In this system, our address will be broken down like this:

Address Organization for a 4-way cache

The lowest 6 bits are the block offset. This comes from the fact that each line holds 64 bytes. This tells us where in the cache line this specific byte is located.

Next comes the set index, which tells us which of the sets of our cache to look in for this address. This is 8 bits in this example because if we have 1,024 blocks in a 4-way associative cache, then there are $1024 \div 4 = 256$ sets. Since there are 256 sets, we need 8 bits to specify which set this address maps to.

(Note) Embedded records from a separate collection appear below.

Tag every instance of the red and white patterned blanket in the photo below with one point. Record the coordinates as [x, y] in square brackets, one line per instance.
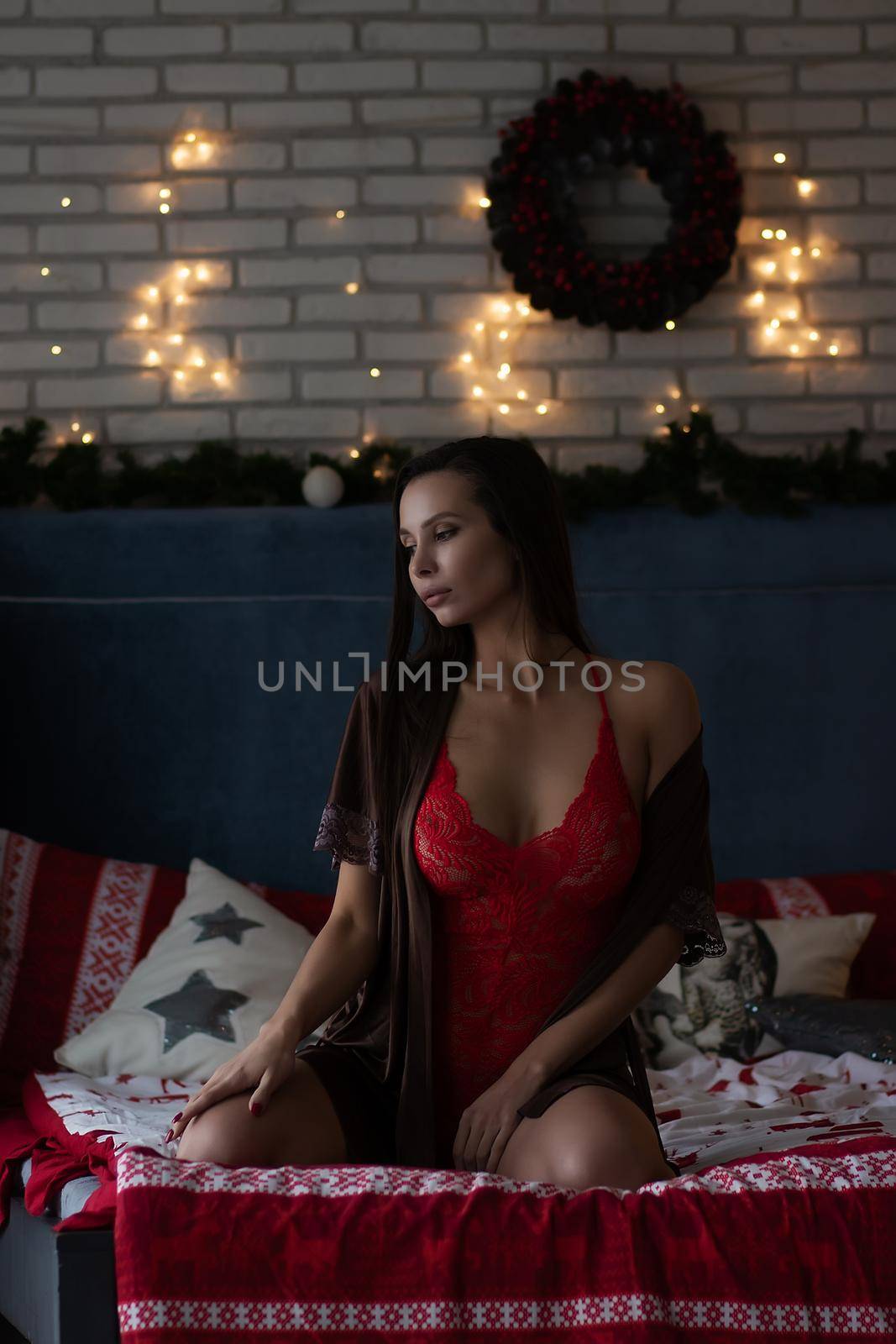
[795, 1247]
[781, 1226]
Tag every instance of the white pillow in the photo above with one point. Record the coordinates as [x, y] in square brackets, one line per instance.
[203, 990]
[700, 1010]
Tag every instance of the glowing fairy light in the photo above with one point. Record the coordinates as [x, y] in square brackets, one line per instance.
[794, 275]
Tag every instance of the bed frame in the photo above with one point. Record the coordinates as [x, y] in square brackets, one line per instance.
[132, 643]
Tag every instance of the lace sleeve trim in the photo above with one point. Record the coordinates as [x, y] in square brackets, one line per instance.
[694, 911]
[349, 837]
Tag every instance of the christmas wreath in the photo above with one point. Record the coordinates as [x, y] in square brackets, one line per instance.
[535, 223]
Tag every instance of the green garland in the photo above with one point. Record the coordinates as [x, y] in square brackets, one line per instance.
[692, 467]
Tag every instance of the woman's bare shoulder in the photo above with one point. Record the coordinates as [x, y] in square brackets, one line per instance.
[668, 711]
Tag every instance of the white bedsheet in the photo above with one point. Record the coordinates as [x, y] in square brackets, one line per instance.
[710, 1109]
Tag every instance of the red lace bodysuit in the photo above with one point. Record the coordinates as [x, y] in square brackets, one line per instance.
[513, 927]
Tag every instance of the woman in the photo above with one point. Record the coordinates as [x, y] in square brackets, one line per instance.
[490, 938]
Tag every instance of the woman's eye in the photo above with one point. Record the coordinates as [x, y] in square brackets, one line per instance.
[449, 531]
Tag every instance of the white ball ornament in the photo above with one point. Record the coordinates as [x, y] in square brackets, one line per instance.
[322, 487]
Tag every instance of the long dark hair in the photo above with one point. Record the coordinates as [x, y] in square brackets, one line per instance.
[512, 483]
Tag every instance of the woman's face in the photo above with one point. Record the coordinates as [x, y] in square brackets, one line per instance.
[457, 550]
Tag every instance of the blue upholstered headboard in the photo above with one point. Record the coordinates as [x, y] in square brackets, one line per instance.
[134, 725]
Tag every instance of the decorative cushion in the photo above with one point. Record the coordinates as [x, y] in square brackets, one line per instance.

Finally the remaining bits comprise the tag. As before we use these to check that the line in the cache corresponds to the one we are actually looking for.

In this example, when we do a load and check the cache, we will take the set index and then compare the tags for all four lines in that set. If one of them matches (and is valid), then we have a cache hit. If none of them match, we have a cache miss.

Replacement Schemes

Associativity introduces a new problem for us: how do we determine which block to replace when one is loaded in? In a direct-mapped cache this does not come up, because there's only one place each line can go. In an associative cache we have a choice from any cache block in a fully-associative cache to $N$ blocks in an $N$-way associative one.

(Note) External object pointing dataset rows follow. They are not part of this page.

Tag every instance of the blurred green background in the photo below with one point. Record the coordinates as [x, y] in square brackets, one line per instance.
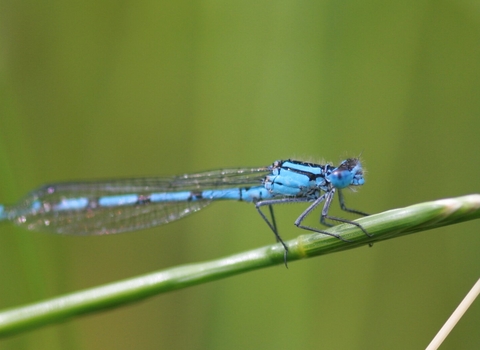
[116, 89]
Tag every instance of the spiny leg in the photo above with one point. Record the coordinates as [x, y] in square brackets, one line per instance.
[326, 207]
[272, 224]
[327, 197]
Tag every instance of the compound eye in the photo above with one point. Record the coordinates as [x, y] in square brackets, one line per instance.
[341, 178]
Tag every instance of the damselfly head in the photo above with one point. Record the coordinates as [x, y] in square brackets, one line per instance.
[348, 173]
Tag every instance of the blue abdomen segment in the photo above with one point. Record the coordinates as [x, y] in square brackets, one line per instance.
[105, 207]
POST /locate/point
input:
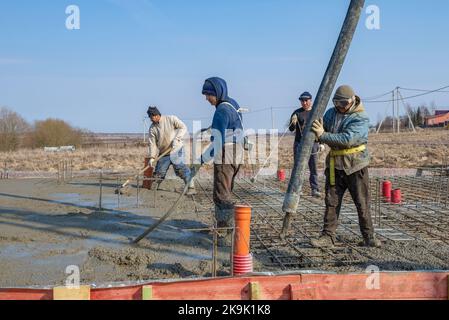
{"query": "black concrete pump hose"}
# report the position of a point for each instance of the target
(292, 197)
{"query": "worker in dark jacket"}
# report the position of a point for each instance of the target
(298, 122)
(345, 130)
(227, 151)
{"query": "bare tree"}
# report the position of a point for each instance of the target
(12, 127)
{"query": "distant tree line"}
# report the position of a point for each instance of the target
(417, 117)
(16, 132)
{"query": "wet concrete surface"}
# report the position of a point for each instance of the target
(46, 227)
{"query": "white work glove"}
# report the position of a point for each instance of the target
(294, 120)
(176, 145)
(318, 128)
(322, 148)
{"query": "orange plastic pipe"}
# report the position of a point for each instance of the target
(242, 230)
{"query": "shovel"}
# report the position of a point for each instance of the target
(120, 189)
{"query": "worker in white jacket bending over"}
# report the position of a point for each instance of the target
(166, 133)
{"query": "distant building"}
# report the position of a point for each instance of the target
(441, 118)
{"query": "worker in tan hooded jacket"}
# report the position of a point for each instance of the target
(345, 130)
(166, 134)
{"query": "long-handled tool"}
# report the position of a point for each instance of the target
(170, 211)
(254, 178)
(120, 189)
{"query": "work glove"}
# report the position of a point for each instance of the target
(318, 128)
(176, 145)
(294, 120)
(194, 169)
(322, 148)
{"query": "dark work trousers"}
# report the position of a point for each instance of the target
(224, 176)
(358, 186)
(313, 164)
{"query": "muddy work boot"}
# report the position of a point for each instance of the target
(191, 190)
(324, 241)
(370, 242)
(316, 194)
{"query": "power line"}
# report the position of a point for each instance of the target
(409, 97)
(420, 90)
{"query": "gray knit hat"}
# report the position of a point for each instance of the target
(153, 111)
(344, 93)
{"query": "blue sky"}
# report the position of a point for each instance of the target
(129, 54)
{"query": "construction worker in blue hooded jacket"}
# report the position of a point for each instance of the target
(345, 130)
(226, 151)
(298, 122)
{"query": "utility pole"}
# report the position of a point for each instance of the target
(397, 108)
(410, 122)
(292, 197)
(393, 120)
(144, 131)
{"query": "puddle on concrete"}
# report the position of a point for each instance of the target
(110, 202)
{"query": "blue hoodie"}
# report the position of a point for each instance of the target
(226, 120)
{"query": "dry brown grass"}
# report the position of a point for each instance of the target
(409, 151)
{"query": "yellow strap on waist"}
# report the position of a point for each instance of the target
(344, 152)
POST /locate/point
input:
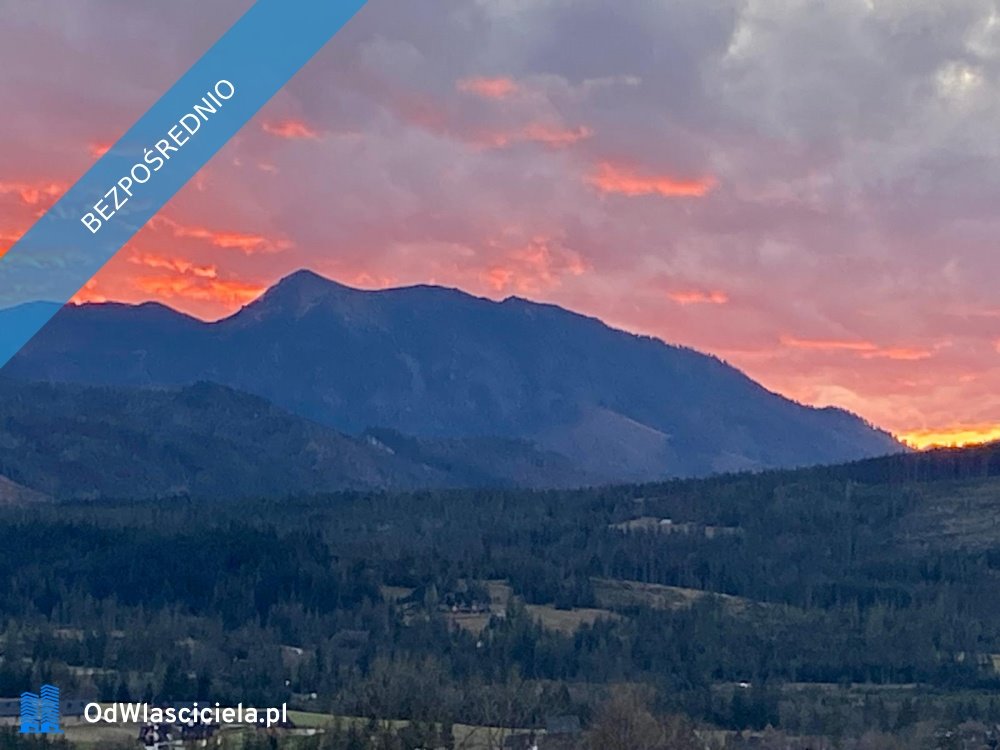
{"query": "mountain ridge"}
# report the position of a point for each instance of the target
(436, 363)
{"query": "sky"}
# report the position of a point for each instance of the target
(809, 190)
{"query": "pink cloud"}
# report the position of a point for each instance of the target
(611, 178)
(488, 88)
(290, 129)
(698, 297)
(33, 193)
(247, 243)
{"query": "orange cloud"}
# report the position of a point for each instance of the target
(291, 129)
(33, 193)
(97, 150)
(548, 135)
(178, 265)
(555, 137)
(696, 297)
(951, 437)
(828, 345)
(538, 266)
(900, 353)
(216, 291)
(248, 244)
(488, 88)
(866, 349)
(611, 178)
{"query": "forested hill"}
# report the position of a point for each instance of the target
(831, 601)
(438, 363)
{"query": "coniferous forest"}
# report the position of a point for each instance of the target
(845, 605)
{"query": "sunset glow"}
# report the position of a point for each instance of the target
(954, 437)
(750, 199)
(609, 178)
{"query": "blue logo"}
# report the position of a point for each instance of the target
(40, 711)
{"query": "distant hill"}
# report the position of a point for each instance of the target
(440, 364)
(206, 440)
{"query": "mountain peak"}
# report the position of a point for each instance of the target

What we would want to do is replace the line that was accessed the longest time ago. Temporal locality tells us this line is the one that we are least likely to need again in the future. This scheme is called "Least Recently Used" or LRU. The problem is that LRU is relatively expensive to implement. Each cache line will need a counter telling us when it was accessed relative to others. In an 8-way associative cache this would need to be a 3-bit number. On every cache access, we would need to update all of the counters in the set.

Let's say the current state of the counters for lines in a set looks like this:

Set	Counter
0	6
1	2
2	5
3	3
4	0
5	1
6	7
7	4

The lower the counter value, the more recently we accessed the cache line. So in this case, if we need to replace one of the lines in this set, it should be the one in block 6, since that one was accessed least recently. Then, we need to set the counter for that line to 0, and then increment all of the other counters. This is why LRU is costly to implement — we need to put in adders for all of the blocks in a set to do the increments.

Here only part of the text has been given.